When looking at suggestions raised by arable farmers, the most popular action was to clarify the actual merits of digestate as a fertilizer. This includes chemical analysis of nutrient contents and field experiments of digestate application. The second most frequent suggestion was to upgrade digestate to be more user-friendly. For example, this includes (1) treating digestate to homogenize nutrient contents, (2) upgrading digestate to a solid or concentrated product, (3) downsizing digestate spreaders to avoid soil compaction, and (4) providing sub-tanks for digestate storage near the fields to avoid frequent round trips between a plant and the fields.
The stakeholders, mainly arable farmers, mentioned that more action would be needed to overcome non-technical constraints on digestate use. These actions include organizing a study group to learn how to use digestate, setting up a place where digestate suppliers and receivers can be matched up, and developing a decision support system through which arable farmers can be supported to make a crop nutrient plan for digestate use. Some farmers expect that JA Shihoro may play a significant role in coordinating a study group and matching.
In order to take advantage of the benefits or to overcome the barriers to biogas systems at the community level, some stakeholders, in particular non-farmers, noted several actions. The most frequent suggestion was to expand the energy use system outside of dairy farms. This includes application of co-generated heat to greenhouse farming and public buildings.

5. Discussion

5.1. Similarities in Perception of Biogas Systems

The creation of mental models among the various biogas stakeholders revealed similarities and differences among each variable type.
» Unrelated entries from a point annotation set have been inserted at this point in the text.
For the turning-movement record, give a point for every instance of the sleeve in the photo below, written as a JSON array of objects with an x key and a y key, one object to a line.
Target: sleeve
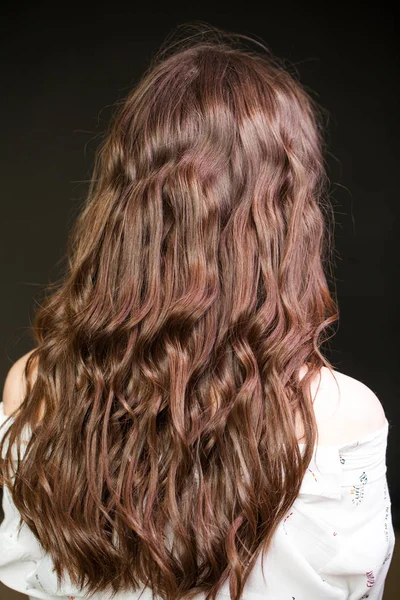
[{"x": 364, "y": 522}]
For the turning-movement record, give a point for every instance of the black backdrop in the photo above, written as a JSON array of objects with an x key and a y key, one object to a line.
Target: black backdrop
[{"x": 65, "y": 65}]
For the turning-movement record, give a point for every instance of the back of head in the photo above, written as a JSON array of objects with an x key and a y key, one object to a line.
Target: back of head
[{"x": 168, "y": 355}]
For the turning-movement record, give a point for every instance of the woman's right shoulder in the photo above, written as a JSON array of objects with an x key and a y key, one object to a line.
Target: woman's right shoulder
[{"x": 345, "y": 407}]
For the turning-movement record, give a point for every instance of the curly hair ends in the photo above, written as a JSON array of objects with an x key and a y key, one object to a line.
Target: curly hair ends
[{"x": 163, "y": 448}]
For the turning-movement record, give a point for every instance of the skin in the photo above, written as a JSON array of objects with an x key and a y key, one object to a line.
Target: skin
[{"x": 354, "y": 413}]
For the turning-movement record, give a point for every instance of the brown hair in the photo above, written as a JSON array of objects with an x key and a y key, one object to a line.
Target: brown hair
[{"x": 168, "y": 353}]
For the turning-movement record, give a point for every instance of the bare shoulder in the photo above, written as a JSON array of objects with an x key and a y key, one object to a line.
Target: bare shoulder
[
  {"x": 14, "y": 388},
  {"x": 345, "y": 407}
]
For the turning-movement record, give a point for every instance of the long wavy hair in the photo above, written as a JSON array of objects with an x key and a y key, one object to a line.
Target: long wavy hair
[{"x": 163, "y": 448}]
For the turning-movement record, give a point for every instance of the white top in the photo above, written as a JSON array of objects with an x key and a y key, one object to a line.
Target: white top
[{"x": 336, "y": 542}]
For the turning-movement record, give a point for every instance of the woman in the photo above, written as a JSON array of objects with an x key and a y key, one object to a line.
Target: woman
[{"x": 181, "y": 432}]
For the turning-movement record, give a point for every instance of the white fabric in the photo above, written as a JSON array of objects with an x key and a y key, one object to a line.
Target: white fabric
[{"x": 336, "y": 543}]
Stakeholders commonly perceive that the benefits of biogas systems can bring (1) additional sources of income, (2) reduced energy costs through self-provision, (3) reduced odor from spreading digestate compared to composted manure, (4) reduced fertilizer costs through digestate substitution, and (5) various environmental benefits (Table 1). These five benefits are identified widely in the literature [1,4,15,53], confirming that the majority of stakeholders hold the same basic understanding of what biogas systems can offer. Although earlier studies found that social acceptability of biogas plants remains a key constraint preventing its widespread deployment [54,55], public opposition toward installing biogas plant was observed rarely in the mental models of the Shihoro stakeholders. This can be attributed to initiatives made by the municipalities and JA Shihoro that play a vital role in supporting biogas projects [56]. Several authors propose that local initiatives on climate change and environmental protection are effective approaches for improving the community’s understanding of renewable energy systems and to enhance local involvement to generate needed support [55]. In Shihoro, environmental benefits at the local community level are understood by the majority of stakeholders, suggesting that there is a huge potential for further expansion of biogas systems.

5.2. Differences in Perception as Potential Constraints for Further Expansion of Biogas Systems

Our study found that most dairy farmers and non-farmers have focused on the input side of their business, concentrating their resources on energy production (i.e., most variables raised were related to biogas plants). As a result, the digestate side of biogas production has been largely neglected by these two groups (Table 3). Moreover, most arable farmers expressed hesitation to accept digestate as an appropriate fertilizer due to several technical and non-technical constraints (Table 2).
There appear to be three issues causing the perception differences regarding digestate use. First, dairy farmers and non-farmers have overlooked these technical and non-technical constraints because they already believe that digestate is a valuable fertilizer. This is confirmed by our results in Table 3 where the two groups came up with only a few action suggestions for promoting digestate use (Table 3), meaning they rarely see any problems with it. Second, arable farmers appear to be comparing digestate to conventional mineral fertilizers and composted manure. Mineral fertilizers are superior to digestate in terms of nutrient contents and effects on crop growth and yield, while solid composted manure has better storage options and can improve the structure of soil properties [5,57]. Although farming characteristics (e.g., farming activity, farmer age, farm size, and conventional/organic farming) impact their decisions [58], such shortcomings affect the perceived value of digestate and its acceptance by the majority of arable farmers. Third, in addition to quality assessment of digestate, arable farmers care about the social relationship with digestate suppliers. Within these rural communities, embedded social networks related to social capital have been built upon trust and communication, and play important roles in collective actions [59,60,61]. These close ties offer participants more chances to exclude risk and uncertainty. In our study, three of the seven arable farmers who received digestate mentioned that they received it because of trustworthy relationships with their supplier. According to their explanation, this trust was built upon their previous knowledge of the supplier’s professional skills and business expertise, as well the supplier’s careful attention toward farmland management. This finding is in line with that of Asai et al. [62,63], who found that a trustworthy relationship is one of the critical factors affecting whether livestock and arable farmers establish a collaborative partnership. This indicates that improved understanding of the demand side by dairy farmers may drastically change the acceptance rate among arable farmers. Appreciation of trusting relationships should be more important in the case of on-farm biogas plants than in the case of centralized biogas plants because an on-farm plant operator is usually expected to make arrangements with arable farmers individually.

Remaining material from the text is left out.